What happens after mass vaccination boils down to trust, for everything. Can I trust my coworkers and employees to follow safety practices when I am not looking? Can I trust friends to be vaccinated? Can I be certain that a shop I enter will be safe to enter, and is it worth the risk to spend money in that shop instead of buying online? The same goes for restaurants too. For some shops in town, that trust is gone completely and they have permanently lost me as a customer. Some businesses lost me because their employees did not wear masks. Some businesses lost me because they protested the masks, or violated state law by remaining open or by holding indoor dining service. Some businesses lost me because they repeatedly had employees getting sick with COVID, an indicator that the business does not follow safe practices. How can I be sure that a business will not have roaches in the kitchen or properly stored and cooked food, if they can't be bothered with giving cheap cloth masks to their employees?

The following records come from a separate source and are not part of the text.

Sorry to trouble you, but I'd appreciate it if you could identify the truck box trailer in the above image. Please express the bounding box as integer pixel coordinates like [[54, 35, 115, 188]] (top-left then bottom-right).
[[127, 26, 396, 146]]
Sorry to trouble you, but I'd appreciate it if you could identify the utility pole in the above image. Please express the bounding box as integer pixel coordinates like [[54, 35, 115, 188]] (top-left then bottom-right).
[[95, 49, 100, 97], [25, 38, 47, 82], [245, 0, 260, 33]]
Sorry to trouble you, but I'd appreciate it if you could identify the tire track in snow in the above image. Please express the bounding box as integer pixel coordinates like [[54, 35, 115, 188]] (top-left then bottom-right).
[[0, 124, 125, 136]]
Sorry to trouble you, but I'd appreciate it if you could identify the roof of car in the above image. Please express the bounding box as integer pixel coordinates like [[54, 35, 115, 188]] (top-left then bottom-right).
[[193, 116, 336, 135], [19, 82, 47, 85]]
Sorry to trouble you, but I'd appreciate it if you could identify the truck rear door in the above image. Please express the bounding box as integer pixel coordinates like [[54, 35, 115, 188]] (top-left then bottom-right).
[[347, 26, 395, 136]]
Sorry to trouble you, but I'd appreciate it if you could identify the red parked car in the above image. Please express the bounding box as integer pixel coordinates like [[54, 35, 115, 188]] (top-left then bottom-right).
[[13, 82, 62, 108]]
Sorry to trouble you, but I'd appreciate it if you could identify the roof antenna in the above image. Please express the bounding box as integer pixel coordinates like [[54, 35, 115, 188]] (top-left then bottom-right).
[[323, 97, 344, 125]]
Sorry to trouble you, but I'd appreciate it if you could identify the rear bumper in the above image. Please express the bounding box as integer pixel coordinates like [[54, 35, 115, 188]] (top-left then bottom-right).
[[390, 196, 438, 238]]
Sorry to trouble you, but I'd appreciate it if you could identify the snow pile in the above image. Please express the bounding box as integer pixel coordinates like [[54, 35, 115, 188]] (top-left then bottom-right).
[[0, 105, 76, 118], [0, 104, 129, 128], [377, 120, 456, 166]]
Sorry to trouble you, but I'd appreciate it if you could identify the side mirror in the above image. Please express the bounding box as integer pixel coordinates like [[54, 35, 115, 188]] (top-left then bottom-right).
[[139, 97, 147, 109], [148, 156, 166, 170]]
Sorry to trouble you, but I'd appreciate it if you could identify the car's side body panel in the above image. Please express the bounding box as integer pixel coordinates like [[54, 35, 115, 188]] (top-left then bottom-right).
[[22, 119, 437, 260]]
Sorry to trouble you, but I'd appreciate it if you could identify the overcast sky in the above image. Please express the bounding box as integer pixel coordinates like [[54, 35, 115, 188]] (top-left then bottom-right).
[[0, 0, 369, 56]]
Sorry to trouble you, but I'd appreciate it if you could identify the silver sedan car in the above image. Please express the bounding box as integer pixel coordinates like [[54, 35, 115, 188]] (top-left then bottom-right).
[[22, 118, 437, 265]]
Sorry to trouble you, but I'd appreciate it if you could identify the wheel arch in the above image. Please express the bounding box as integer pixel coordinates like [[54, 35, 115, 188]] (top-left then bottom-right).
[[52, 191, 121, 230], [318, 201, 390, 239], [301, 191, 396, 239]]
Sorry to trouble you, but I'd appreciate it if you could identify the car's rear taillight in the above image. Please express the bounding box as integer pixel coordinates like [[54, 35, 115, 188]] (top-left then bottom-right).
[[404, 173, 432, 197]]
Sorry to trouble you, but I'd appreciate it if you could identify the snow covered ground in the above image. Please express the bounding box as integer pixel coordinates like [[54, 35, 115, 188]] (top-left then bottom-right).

The same concern applies to the forts. With one fort, I would have no qualms about returning for events. I dropped off sutler-row gear at a few forts this summer as I had better replacements. One fort had employees wearing masks inside and outside, and a volunteer in uniform was wandering around with a silk handkerchief as a mask; they were fine with me leaving the gear in the back of a fort pickup truck parked by the entrance. Another fort featured employees taking masks on and off depending on how close they were to visitors; they tried to get me to go inside the visitor center to drop off the gear. And not just for COVID, but for the flu, for colds, for the unnamed bugs that always travel through towns. Is it safe to handle and tear a cartridge rolled by a park ranger or someone in the group? Is it safe to eat food prepared by someone else? Is it safe to drill with others? Can I trust the park rangers and event hosts? I know I have looked at event sanitation issues from a volunteer perspective, and made judgment calls to either bail out or continue. But after a year of pandemic, of widespread deaths, I do not think I can continue to idly watch anymore. Will event hosts make policy and procedure changes, or will they simply try to resume the pre-pandemic ways? If forts and groups treat 2020 and 2021 as just bad memories to forget, and not as wake-up calls, should I have any future interactions with those forts and groups?
Or are these just the dreary thoughts of someone going through seasonal affective disorder?